Il dollaro Usa ha chiuso invece in rialzo la sessione di ieri, in particolare dopo che i dati relativi alle vendite di nuovi veicoli si sono rivelati tanto favorevoli da comprovare una volta di più il buon momento di salute della prima economia del mondo. Sentimenti di mercato rialzisti hanno comunque determinato un calo della domanda per le valute dai bassi rendimenti, cosa che ha impedito al dollaro Usa di conseguire maggiori guadagni. A novembre i primi sei rivenditori del paese hanno venduto automobili e camion in numero superiore a quello stimato dagli analisti; un’economia in salute, sconti particolarmente convenienti e il basso costo del greggio hanno indotto i consumatori americani a recarsi in massa negli showroom. Su base annua, nel mese di novembre sono stati venduti 17,2 milioni di veicoli, stando a quanto riferisce Autodata Corp.

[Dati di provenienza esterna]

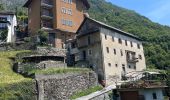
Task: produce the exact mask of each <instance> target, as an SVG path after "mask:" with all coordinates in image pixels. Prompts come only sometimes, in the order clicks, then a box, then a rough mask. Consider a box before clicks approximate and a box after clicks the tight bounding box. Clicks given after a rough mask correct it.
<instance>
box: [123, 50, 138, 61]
mask: <svg viewBox="0 0 170 100" xmlns="http://www.w3.org/2000/svg"><path fill="white" fill-rule="evenodd" d="M126 52H127V54H126V59H127V62H129V63H137V62H139V60H138V58H136V53H135V52H132V51H126Z"/></svg>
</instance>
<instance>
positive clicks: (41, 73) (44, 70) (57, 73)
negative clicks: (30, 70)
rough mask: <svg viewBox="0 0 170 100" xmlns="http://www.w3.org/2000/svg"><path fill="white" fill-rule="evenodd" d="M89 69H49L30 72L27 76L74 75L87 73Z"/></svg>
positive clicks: (74, 68) (65, 68)
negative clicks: (84, 72)
mask: <svg viewBox="0 0 170 100" xmlns="http://www.w3.org/2000/svg"><path fill="white" fill-rule="evenodd" d="M89 71H91V70H90V69H87V68H49V69H43V70H32V71H31V72H29V74H34V73H35V74H43V75H53V74H62V73H69V72H70V73H74V72H89Z"/></svg>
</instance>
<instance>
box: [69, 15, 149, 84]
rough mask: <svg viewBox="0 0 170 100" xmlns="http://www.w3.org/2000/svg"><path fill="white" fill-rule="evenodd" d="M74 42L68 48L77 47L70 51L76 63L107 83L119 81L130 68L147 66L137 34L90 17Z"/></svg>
mask: <svg viewBox="0 0 170 100" xmlns="http://www.w3.org/2000/svg"><path fill="white" fill-rule="evenodd" d="M76 42H77V48H71V50H70V51H76V52H73V53H72V56H73V57H74V59H75V63H76V66H81V67H89V68H92V69H93V70H94V71H95V72H96V73H97V74H98V78H99V81H103V80H104V82H106V85H109V84H115V82H117V81H121V80H122V79H123V77H125V76H126V74H128V73H130V72H133V71H142V70H144V69H146V64H145V56H144V50H143V46H142V41H141V39H140V38H138V37H136V36H134V35H132V34H130V33H127V32H124V31H122V30H119V29H117V28H114V27H111V26H109V25H106V24H104V23H102V22H99V21H96V20H94V19H92V18H89V17H86V18H85V20H84V21H83V23H82V24H81V26H80V28H79V29H78V31H77V38H76ZM73 43H75V42H73ZM76 49H78V50H76Z"/></svg>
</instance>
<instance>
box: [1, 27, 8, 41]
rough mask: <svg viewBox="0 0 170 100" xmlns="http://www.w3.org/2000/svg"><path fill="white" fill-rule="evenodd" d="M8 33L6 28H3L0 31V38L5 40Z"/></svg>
mask: <svg viewBox="0 0 170 100" xmlns="http://www.w3.org/2000/svg"><path fill="white" fill-rule="evenodd" d="M7 35H8V30H7V29H4V30H1V31H0V40H2V41H5V40H6V38H7Z"/></svg>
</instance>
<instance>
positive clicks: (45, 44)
mask: <svg viewBox="0 0 170 100" xmlns="http://www.w3.org/2000/svg"><path fill="white" fill-rule="evenodd" d="M37 33H38V37H39V40H40V41H39V42H40V45H47V42H48V33H47V32H45V31H44V30H38V32H37Z"/></svg>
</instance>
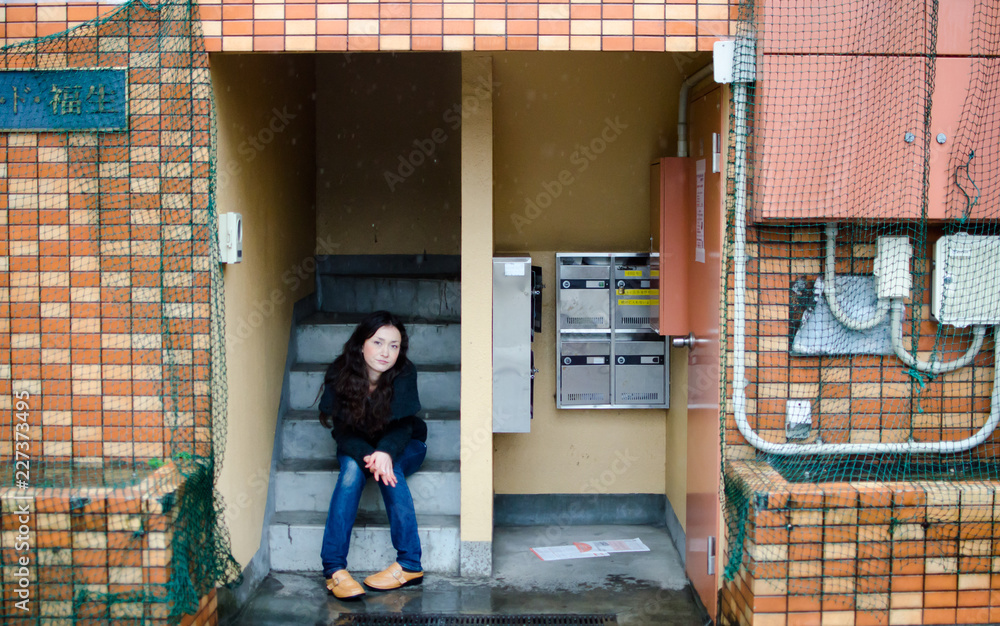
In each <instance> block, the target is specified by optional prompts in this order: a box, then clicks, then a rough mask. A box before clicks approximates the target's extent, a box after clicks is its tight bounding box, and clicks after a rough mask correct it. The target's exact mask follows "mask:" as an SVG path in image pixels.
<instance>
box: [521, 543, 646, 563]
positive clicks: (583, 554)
mask: <svg viewBox="0 0 1000 626" xmlns="http://www.w3.org/2000/svg"><path fill="white" fill-rule="evenodd" d="M531 551H532V552H533V553H534V554H535V556H537V557H538V558H540V559H541V560H543V561H562V560H564V559H589V558H593V557H598V556H609V555H611V554H614V553H617V552H649V548H648V547H647V546H646V544H644V543H643V542H642V540H641V539H639V538H635V539H611V540H608V541H603V540H601V541H577V542H574V543H573V545H571V546H550V547H547V548H531Z"/></svg>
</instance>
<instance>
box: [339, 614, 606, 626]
mask: <svg viewBox="0 0 1000 626" xmlns="http://www.w3.org/2000/svg"><path fill="white" fill-rule="evenodd" d="M617 624H618V618H616V617H615V616H614V615H447V614H433V613H420V614H417V615H407V614H405V613H403V614H400V613H394V614H392V615H384V614H383V615H380V614H377V613H354V614H351V615H341V616H340V617H339V618H338V619H337V622H336V626H616V625H617Z"/></svg>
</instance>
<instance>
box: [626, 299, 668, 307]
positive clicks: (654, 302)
mask: <svg viewBox="0 0 1000 626" xmlns="http://www.w3.org/2000/svg"><path fill="white" fill-rule="evenodd" d="M659 304H660V301H659V300H645V299H644V300H632V299H622V298H619V299H618V306H646V305H650V306H659Z"/></svg>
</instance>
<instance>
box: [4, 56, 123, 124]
mask: <svg viewBox="0 0 1000 626" xmlns="http://www.w3.org/2000/svg"><path fill="white" fill-rule="evenodd" d="M5 130H6V131H18V130H39V131H63V130H128V72H127V70H123V69H121V70H119V69H75V70H0V131H5Z"/></svg>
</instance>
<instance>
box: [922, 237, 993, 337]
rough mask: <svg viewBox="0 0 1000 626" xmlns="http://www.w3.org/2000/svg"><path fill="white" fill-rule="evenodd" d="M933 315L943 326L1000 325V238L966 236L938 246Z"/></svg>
mask: <svg viewBox="0 0 1000 626" xmlns="http://www.w3.org/2000/svg"><path fill="white" fill-rule="evenodd" d="M931 314H932V315H933V316H934V318H935V319H936V320H937V321H938V323H940V324H948V325H951V326H970V325H977V326H991V325H994V324H1000V237H987V236H979V235H967V234H964V233H961V234H958V235H950V236H947V237H942V238H941V239H938V241H937V243H936V244H935V246H934V275H933V279H932V285H931Z"/></svg>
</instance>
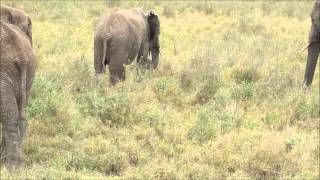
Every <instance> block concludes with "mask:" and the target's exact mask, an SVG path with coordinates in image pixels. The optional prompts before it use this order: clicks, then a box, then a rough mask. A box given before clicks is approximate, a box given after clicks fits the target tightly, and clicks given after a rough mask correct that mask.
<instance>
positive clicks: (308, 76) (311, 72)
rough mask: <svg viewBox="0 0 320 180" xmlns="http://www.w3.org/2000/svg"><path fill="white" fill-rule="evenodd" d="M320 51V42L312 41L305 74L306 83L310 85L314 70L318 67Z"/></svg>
mask: <svg viewBox="0 0 320 180" xmlns="http://www.w3.org/2000/svg"><path fill="white" fill-rule="evenodd" d="M319 52H320V43H312V44H310V45H309V47H308V58H307V65H306V71H305V75H304V84H305V85H306V86H307V87H309V86H310V85H311V83H312V80H313V75H314V71H315V69H316V65H317V61H318V57H319Z"/></svg>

A seguito della pubblicazione del dato sul Pil australiano (che ha mancato le aspettative), l’Aussie è scambiato in territorio negativo al punto da far pensare di essere in procinto di finire anche al di sotto di quota 0,8400. Inoltre, i dati sul manifatturiero cinese rilasciati in apertura di settimana (l’attività del settore è rallentata oltre le attese) continuano a incidere con forza sul prezzo delle materie prime: il dollaro australiano ha toccato stamattina il nuovo minimo degli ultimi 4 anni e mezzo, con il paese in recessione tecnica e il prodotto interno lordo capace di crescere solamente del +0,3% nel corso del terzo trimestre. L’Australian Bureau of Statistics ha affermato che il volume delle merci e dei servizi prodotti nel terzo trimestre è cresciuto solo del +0,3% in termini destagionalizzati, per una crescita su base annua del +2,7%. Nell’ultima decade la crescita media del paese era stata del +2,9% l’anno, mentre negli ultimi 15 del +3,1%. Il Kiwi si è mosso di conserva con il vicino australiano, perdendo 30 punti sino a 0,7776 per via degli ammonimenti della Rbnz e dell’ennesimo calo registrato nel prezzo dei latticini.